Fordham Rugby has consistently performed well both nationally and regionally, most recently in 2009 when FURFC reached the NRU D1 Playoff Final Four and were crowned Metropolitan New York D1 Champions. In 2009 FURFC also won the storied Cherry Blossoms Tournament. The year prior in 2008, FURFC fell short of the title and finished runner-up in the Metropolitan New York D1 final. In April 2016, Fordham Rugby won the Empire Rugby Conference 7s Championship Series. By winning the Empire Conference, Fordham Rugby's 7s Team qualified to compete for a national title at the USA Rugby College 7s National Championships. The team was also a D1 regional power during the 1990s despite sharing the division with perennial champion Army, who regularly appeared in the national title game during this period. Fordham was Army's toughest division rival during these years and regularly finished near the top of the conference. From 1992 to 1996, Fordham qualified for the national championship playoffs playing Harvard, UConn, Navy, and Buffalo respectively in the national tournament during these years. Fordham was also runner-up in the Metropolitan New York Division in 1992, 1993 and 1994. In 1996, Fordham Rugby finished as champions of the Metropolitan New York Division and was among the final 16 teams representing the east in the national championship tournament and graduated three All-American players.

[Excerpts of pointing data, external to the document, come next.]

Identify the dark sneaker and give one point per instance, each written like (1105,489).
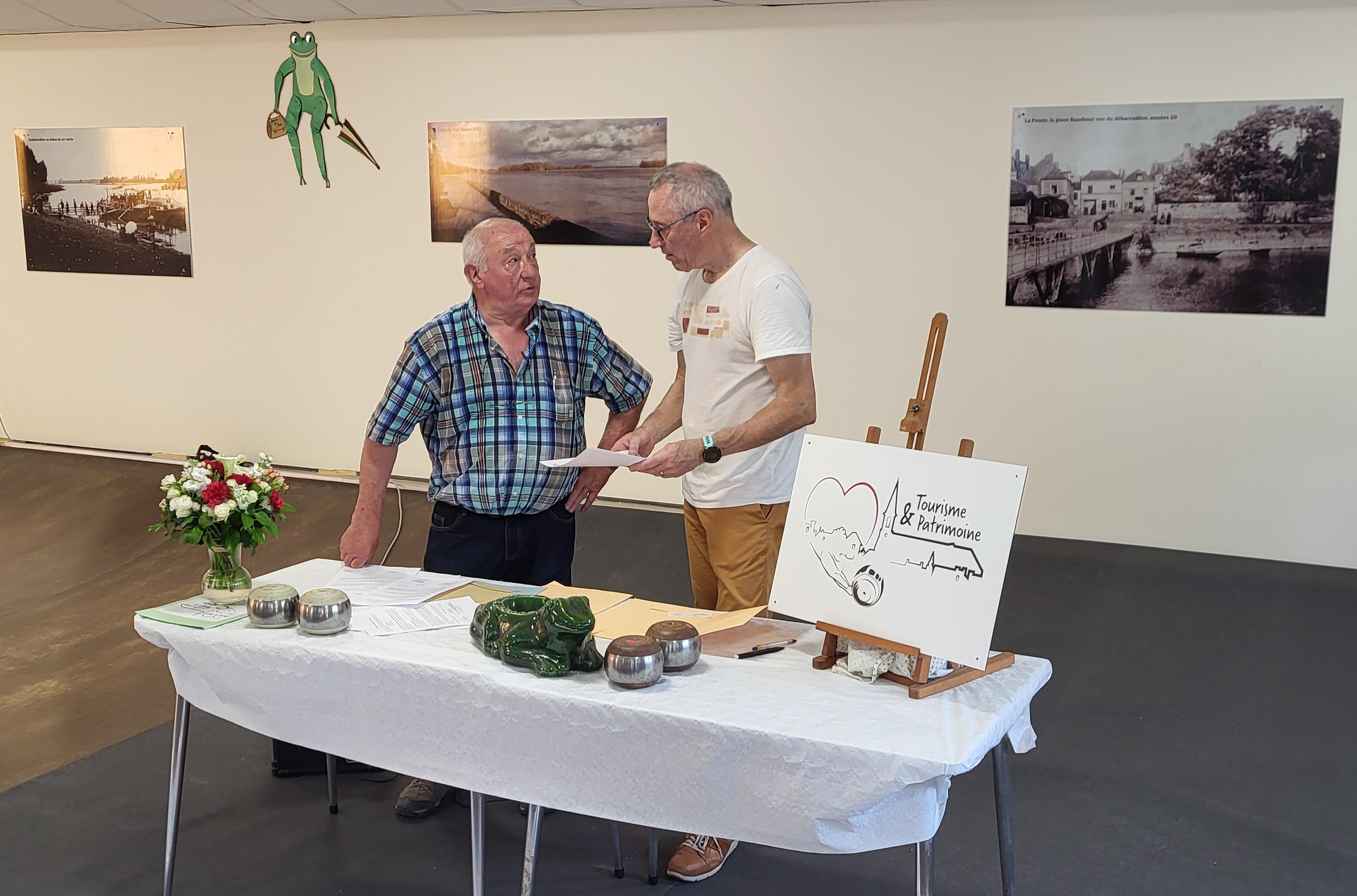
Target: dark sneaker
(420,799)
(701,857)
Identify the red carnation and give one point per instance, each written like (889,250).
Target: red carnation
(216,493)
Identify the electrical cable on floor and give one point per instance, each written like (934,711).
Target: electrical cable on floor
(401,520)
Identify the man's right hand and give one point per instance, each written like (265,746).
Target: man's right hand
(359,545)
(638,442)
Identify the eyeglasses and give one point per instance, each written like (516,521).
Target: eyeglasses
(659,230)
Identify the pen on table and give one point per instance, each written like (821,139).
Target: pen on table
(759,649)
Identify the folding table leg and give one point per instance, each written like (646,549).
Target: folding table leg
(618,869)
(923,868)
(1003,814)
(177,755)
(478,844)
(333,783)
(530,848)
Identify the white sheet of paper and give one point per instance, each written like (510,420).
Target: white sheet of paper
(910,546)
(205,610)
(596,458)
(441,614)
(368,587)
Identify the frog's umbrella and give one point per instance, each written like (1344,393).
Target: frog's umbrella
(351,136)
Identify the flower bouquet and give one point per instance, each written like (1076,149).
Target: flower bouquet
(226,504)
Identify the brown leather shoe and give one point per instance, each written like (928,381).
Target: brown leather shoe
(701,857)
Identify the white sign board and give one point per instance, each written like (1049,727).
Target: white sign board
(903,545)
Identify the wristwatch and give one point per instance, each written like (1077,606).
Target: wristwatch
(710,452)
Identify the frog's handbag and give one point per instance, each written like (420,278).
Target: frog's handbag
(276,126)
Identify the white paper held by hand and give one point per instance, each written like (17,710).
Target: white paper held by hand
(440,614)
(596,458)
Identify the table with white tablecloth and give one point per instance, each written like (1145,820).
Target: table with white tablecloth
(770,750)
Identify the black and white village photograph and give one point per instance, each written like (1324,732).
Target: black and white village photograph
(1222,207)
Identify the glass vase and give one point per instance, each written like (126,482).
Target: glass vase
(226,581)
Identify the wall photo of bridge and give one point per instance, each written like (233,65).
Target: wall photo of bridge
(105,200)
(1220,207)
(575,181)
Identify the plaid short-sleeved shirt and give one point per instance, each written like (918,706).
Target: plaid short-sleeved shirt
(489,428)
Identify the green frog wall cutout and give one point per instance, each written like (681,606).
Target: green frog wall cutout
(312,93)
(551,636)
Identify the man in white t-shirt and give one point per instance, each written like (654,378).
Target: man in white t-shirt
(744,395)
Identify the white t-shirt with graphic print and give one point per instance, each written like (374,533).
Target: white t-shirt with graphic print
(726,330)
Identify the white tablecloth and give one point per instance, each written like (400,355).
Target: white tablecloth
(766,750)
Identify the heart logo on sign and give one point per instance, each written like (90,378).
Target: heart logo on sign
(840,522)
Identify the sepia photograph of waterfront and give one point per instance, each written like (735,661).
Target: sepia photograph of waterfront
(105,200)
(1220,207)
(577,181)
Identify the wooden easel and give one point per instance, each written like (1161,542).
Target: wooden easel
(915,424)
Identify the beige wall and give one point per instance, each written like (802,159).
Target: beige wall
(866,144)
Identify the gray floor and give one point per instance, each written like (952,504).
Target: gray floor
(1197,737)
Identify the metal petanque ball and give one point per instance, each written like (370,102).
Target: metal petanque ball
(634,662)
(273,606)
(323,611)
(680,643)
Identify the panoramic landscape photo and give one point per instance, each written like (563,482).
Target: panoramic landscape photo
(575,181)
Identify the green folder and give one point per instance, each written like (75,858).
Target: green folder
(196,613)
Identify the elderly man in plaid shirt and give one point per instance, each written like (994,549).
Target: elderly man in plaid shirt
(497,385)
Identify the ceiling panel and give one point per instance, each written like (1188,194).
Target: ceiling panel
(401,9)
(19,18)
(98,14)
(26,17)
(304,10)
(518,6)
(648,5)
(194,11)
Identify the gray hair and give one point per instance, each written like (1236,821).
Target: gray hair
(695,187)
(474,240)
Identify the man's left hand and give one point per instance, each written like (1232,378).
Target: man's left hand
(672,461)
(592,480)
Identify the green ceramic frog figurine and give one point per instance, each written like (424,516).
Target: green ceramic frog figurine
(551,636)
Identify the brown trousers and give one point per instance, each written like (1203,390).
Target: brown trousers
(733,553)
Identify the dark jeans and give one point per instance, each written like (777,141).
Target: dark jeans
(530,549)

== Academics and community service ==
Although it competes at the highest intercollegiate level, Fordham Rugby is officially a club sport as determined by the Fordham Athletics Department. Membership is open to any Fordham undergraduate. As such, FURFC membership reflects the diversity of Fordham. The club's emphasis on academic achievement is evident in the high number of student-athletes who are members of the Fordham Honor's College or routinely qualify for the Dean's List. In addition to their many academic accomplishments, the Fordham University Rugby Football Club fulfills regular service commitments to the St. Baldrick's Foundation, The American Red Cross and a host of other organizations and non-profits dedicated to the betterment of the community.

== Facilities ==
FURFC's historic home pitch is Murphy Field situated on Fordham's Historic Rose Hill campus. In addition to Murphy Field, FURFC makes occasional use of Coffey Field, Fordham's football complex.